We now have, as a result of this initial coalition meeting and a meeting we had just this past week of the working groups, we now have 107 countries, organizations, and 900 people come together to start the work of these groups. There are going to be subgroups that focus in on very specific issues, looking at best practices, looking at what each of us has learned. I’m convinced –I think most of you are as well who’ve been engaged in these issues for years – that somewhere in the world on any given problem, someone has found the solution; the challenge is sharing that information. So a big part of the power of this coalition is to make sure that we are sharing good ideas, best practices.
And then we’ll probably put them to work. And Ghada, something you said is really important. This effort is supportive of and complementary to the incredible work that the UN is doing and ODC has been doing and various other initiatives. And we want to feed our efforts, our results, into this work. We hope to have a resolution that brings together as many countries as possible to raise awareness of this issue, and then the very important meetings that are happening next year will be feeding all of this in. This is a – this coalition is, in a sense, a time-limited enterprise. By the end of 2024, we want to achieve very concrete results, concrete policies, practices, ideas that hopefully can be shared.
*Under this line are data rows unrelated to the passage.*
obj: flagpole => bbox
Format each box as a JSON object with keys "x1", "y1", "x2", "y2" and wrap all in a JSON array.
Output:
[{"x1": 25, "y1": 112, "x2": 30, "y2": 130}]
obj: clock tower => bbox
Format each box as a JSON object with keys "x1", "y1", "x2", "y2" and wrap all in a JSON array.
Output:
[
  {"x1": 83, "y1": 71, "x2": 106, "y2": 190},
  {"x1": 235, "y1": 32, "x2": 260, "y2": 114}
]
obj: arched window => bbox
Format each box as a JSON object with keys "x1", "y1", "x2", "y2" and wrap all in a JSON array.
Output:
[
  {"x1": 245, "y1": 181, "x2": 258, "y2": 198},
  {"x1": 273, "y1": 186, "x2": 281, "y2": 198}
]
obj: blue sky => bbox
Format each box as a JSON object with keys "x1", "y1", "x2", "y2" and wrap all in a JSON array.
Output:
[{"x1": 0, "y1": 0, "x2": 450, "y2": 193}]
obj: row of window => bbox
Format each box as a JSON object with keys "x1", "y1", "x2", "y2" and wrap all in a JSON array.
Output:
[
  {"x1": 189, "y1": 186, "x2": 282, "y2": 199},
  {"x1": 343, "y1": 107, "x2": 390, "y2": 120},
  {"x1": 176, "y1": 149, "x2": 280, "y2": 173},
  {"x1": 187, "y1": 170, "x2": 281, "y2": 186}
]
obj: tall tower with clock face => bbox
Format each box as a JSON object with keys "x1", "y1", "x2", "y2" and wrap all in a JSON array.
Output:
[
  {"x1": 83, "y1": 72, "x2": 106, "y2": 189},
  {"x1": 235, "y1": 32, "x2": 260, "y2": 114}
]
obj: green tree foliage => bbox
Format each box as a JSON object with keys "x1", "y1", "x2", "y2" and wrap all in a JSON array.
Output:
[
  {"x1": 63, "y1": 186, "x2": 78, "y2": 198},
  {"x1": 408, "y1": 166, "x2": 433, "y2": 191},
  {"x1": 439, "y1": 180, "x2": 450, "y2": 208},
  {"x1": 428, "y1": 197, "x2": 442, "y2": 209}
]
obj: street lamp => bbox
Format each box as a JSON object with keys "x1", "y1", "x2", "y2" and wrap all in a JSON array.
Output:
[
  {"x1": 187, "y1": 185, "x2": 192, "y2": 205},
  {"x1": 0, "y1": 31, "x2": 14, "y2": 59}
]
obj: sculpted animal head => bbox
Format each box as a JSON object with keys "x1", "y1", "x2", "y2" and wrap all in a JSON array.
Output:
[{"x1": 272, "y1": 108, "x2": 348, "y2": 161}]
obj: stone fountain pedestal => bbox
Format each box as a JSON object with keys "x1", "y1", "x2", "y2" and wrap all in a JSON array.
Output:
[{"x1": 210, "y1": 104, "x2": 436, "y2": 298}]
And the last thing I’ll say is this. There’s a difference between plant-based drugs and these synthetic drugs. And it goes to this: The plant-based drugs generally take a pretty large-scale enterprise in order to cultivate the crops, bring them to market, et cetera. We know that when it comes to a synthetic opioid, a room the size of the platform we’re on is big enough to produce tens of thousands, hundreds of thousands of pills this size that can easily be shipped over borders, into communities, into homes.
I have to tell you that as the parent of young children, I’m terrified – terrified at the prospect that they will encounter what seems to be an innocent little pill and that in its small size, has death written all over it.
I read the papers today here in New York. There was just an incident that seems to be involving synthetic opioids at a daycare facility for small children, aged two and three years old, that somehow came into contact with a synthetic opioid. One of them died; the others are in serious condition. This is the day-in, day-out story in the United States, and we have to be able to do both things at the same time. We have to be able to deal with the ongoing problems of things like cocaine. But I just want to tell you, because we’ve lived it, we’re experiencing it here in this country, this is coming. This is coming. And the more we can work together to help deal with the problem that all of us have but the problem that is coming to many others, the better off we’ll be. And my hope is that the very practically focused work of this coalition will help us get some results.